Thursday, June 12, 2014

In Shallow Waters

At the club last night I decided to get all serious and play a scenario out of the book.  Steve B took the French for his first game against the more experience Stephen N.  I was the umpire with a slight French bias.

An albatross' eye view.  The British are on the left of the picture and the bottom of the picture is the "end of the world".  The British frigate is heading for the reef.  Didn't I explain that reefs were not compatible with fine sailing?

The British frigate runs aground, but not before it got a bow rake on the French frigate just as it started to engage the British 74. The French 74 also gets in to action as it inexplicably also sails for a reef.

A more horizontal view of the action.  The British 74 was double shotted and did terrible damage to the French Frigate which caught fire.

The burning French frigate collides with the British frigate becoming entangled.  With the wind behind it you would think there would be a risk of the fire spreading, but the rules are strangely silent on collisions.
The French 74 has also run aground, but is still able to get a shot on the British 74 as it lumbers into range.  The British have loaded double shot again and are holding their fire.
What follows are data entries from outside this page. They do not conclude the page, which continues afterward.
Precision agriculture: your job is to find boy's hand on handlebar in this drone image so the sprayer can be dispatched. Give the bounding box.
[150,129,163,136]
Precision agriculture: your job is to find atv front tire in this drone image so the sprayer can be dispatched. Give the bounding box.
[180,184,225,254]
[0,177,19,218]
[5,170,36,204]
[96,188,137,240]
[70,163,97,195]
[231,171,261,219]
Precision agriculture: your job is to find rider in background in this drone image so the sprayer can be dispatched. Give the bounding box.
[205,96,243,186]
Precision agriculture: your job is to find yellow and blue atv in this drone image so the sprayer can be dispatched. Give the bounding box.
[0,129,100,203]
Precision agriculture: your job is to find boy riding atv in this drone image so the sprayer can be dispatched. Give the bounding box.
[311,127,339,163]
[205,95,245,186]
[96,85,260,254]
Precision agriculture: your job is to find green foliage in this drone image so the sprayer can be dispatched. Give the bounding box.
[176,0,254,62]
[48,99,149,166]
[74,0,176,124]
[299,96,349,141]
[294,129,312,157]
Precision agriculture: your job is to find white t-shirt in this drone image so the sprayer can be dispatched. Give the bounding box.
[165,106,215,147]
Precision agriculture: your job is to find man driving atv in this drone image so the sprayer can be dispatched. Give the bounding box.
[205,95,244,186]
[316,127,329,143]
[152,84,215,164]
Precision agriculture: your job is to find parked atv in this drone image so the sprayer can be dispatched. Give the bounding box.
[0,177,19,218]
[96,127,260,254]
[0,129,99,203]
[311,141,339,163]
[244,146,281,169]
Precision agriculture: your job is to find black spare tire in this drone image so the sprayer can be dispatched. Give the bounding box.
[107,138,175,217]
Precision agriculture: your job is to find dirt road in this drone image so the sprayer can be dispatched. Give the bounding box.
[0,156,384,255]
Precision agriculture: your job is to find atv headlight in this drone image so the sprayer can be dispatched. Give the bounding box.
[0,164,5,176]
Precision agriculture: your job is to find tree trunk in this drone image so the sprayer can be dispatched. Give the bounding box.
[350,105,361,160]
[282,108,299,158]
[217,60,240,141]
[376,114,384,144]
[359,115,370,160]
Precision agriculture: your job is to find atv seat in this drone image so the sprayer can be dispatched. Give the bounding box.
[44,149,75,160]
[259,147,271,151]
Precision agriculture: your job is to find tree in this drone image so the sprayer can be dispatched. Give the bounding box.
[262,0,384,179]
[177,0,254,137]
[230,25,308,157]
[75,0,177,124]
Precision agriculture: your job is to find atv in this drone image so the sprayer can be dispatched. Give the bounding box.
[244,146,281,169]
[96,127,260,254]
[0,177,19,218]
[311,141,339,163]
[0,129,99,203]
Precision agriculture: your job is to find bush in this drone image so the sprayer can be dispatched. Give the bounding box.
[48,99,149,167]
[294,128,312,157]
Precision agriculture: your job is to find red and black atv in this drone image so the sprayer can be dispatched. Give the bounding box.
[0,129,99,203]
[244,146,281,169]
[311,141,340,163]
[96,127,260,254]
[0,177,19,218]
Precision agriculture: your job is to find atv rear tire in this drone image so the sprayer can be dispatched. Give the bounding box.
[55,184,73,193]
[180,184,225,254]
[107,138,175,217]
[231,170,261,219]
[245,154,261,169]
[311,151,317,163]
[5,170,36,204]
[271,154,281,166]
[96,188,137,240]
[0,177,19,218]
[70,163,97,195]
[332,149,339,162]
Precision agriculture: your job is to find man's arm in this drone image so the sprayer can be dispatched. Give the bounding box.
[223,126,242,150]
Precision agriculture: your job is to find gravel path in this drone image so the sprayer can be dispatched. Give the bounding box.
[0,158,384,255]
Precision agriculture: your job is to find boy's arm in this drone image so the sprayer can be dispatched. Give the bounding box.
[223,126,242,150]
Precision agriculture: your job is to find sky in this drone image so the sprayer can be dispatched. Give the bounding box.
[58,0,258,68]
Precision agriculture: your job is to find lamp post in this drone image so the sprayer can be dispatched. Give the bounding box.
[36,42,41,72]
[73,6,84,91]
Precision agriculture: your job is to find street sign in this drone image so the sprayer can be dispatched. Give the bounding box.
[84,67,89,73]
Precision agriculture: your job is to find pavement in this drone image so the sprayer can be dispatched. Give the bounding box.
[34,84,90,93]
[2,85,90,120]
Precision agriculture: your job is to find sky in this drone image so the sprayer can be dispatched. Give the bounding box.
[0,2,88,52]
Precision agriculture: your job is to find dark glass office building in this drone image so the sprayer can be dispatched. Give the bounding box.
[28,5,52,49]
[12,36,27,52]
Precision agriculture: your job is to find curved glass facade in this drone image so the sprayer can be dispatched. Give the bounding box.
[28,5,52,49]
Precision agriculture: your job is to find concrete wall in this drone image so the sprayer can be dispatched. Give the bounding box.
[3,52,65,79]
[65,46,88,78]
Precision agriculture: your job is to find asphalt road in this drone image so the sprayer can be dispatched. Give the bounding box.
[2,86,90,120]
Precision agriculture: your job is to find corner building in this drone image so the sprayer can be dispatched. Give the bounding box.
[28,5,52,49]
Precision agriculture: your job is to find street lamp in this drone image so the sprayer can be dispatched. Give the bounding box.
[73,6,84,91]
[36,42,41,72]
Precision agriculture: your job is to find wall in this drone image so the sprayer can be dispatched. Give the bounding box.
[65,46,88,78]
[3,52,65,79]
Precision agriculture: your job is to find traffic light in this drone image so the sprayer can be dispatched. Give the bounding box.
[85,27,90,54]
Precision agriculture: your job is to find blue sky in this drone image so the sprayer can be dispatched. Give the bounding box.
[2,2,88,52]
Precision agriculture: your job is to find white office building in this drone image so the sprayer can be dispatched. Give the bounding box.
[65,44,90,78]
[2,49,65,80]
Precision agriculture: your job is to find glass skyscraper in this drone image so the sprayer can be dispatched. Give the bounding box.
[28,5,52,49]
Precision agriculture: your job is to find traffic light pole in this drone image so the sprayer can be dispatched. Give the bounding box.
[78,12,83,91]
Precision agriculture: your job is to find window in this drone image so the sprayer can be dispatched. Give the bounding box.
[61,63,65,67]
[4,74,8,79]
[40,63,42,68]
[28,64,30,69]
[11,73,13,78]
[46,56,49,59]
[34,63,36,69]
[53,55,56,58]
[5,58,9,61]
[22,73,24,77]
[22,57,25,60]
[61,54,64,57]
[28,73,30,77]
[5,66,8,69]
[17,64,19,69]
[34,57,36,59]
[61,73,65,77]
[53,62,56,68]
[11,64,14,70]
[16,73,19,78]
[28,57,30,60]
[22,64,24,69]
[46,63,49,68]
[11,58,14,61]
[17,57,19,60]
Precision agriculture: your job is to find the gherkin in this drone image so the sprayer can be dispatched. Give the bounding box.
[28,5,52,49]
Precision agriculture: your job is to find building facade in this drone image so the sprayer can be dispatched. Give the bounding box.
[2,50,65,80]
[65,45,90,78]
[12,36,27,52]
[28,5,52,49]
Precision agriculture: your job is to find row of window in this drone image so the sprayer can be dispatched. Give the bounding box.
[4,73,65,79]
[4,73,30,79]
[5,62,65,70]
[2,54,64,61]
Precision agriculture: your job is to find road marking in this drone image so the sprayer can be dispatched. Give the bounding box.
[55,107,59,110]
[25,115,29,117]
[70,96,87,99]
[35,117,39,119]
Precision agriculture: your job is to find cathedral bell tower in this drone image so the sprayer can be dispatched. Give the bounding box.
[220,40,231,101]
Getting close, but not yet in arc...

The British collide with the French but do not become ensnared.  What to do?  We let it proceed on it's next movement scrapping across the French stern and ploughing into a reef!

And so the stuck ships belted the living daylights out of each other until the French reloaded with grape and swept the British 74 clean of crew.

Interesting game, but I don't feel like playing with reefs and islands in the future.  Perhaps need a refloating rule?  Also must do some research about collisions.


  1. I tend to find that the trick with map terrain is to make sure that you don't over-crowd things, make sure that there are some open areas on the map to fight in, and warn all players that it is very dangerous to even consider going anywhere near an island or reef.

    For re-floating rules, I've considered this:

    * When you run aground, discard all planned manoeuvre cards and don't play any new ones until refloated.

    * A "refloating" repair action works as a delayed action (i.e. takes two turns to complete, and can't be repeated until the first action is complete). At the completion of the action, draw an E chit; keep it if it's crew damage, return to the bag if not.

    * The ship remains aground until the captain collects a number of crew damage chits equal to the burden of the ship. Once this is completed, the ship is refloated and the crew damage chits are returned to the E bag.

    * A refloated ship begins with struck sails and no planned manoeuvre cards. If desired, the captain can keep the sails struck and continue using refloating actions in order to tow the head of the ship to a facing away from the obstacle. This requires one refloating action per 45° (or less) change of facing, and succeeds automatically (but still takes two turns).


    I also like the idea of varying depths on shoals: when each shoal is placed, write a bunch of depth numbers (1-6 or similar) on bits of paper and draw one randomly for each shoal. When a ship crosses it, the captain of that ship looks at the number (without revealing to the others; end-game accounting should ensure honesty on this) and if it's higher than the burden of his ship then the shoal has no effect. This adds some tension and gives a needed advantage to the smaller frigates.

    1. Thanks - they are good ideas. The action to tow the head of a ship when it is refloated is a really good idea and something that could also be used when trying to untangle collided ships as well perhaps.

  2. PS: it helps that I use a 3' x 6' piece of sea-blue felt (less than $20) for a map instead of the lovely but tiny official mats. You need some room to sail in.

    1. The mat is handy, but I don't care for the lines. At the club were normally user a larger board and I have plans to make a modular set of mats. You certainly need room to sail :-)

  3. Something for Facebook, but there are some interesting pictures of rigged ships and ships not on plinths here:

  4. I don't think the 'iron men' of the period were too keen on reefs either Mark!
    Always good to challenge the player with sailing, avoiding collisions, worrying about reefs and islands AND the enemy shooting at you!